Ms. Henriques was later charged with murdering Ms. Richards.

Though social media postings have emerged only recently as an element of prosecutions, those in the legal arena are fast learning that Facebook, MySpace and Twitter can help to pin down the whereabouts of suspects and shed light on motives.

And online postings can help prosecutors establish a level of intent, or even premeditation, in sometimes crucial components of crimes. In Arizona, the man charged in a shooting rampage focused on Representative Gabrielle Giffords posted a message on his MySpace profile saying, “Goodbye friends,” hours before the shooting, a note that prosecutors may use as evidence of premeditation.

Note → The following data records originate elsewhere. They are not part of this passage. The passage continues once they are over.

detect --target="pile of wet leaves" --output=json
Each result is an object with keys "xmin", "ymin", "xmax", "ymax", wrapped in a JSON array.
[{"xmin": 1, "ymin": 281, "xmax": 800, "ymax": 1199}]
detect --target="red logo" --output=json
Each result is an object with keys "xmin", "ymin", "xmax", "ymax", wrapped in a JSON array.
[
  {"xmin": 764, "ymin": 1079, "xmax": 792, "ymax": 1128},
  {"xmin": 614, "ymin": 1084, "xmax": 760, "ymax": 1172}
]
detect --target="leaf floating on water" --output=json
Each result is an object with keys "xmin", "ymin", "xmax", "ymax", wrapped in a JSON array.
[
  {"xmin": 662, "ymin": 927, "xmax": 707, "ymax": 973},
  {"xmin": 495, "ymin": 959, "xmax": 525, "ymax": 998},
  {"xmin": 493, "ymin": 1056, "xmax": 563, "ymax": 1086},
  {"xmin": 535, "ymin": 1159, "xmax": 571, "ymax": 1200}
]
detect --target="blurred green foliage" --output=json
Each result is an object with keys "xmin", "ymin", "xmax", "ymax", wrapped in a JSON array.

In a case two years ago, federal investigators learned that a suspect in a South Carolina bank robbery had logged on to his MySpace account to post that he was “On tha run for robbin a bank Love all of yall,” according to a statement from the Justice Department.

Read the entire article, by Joseph Goldstein, here.

And don't think car insurance companies aren't doing the same thing. So, put that damn cell phone down and drive.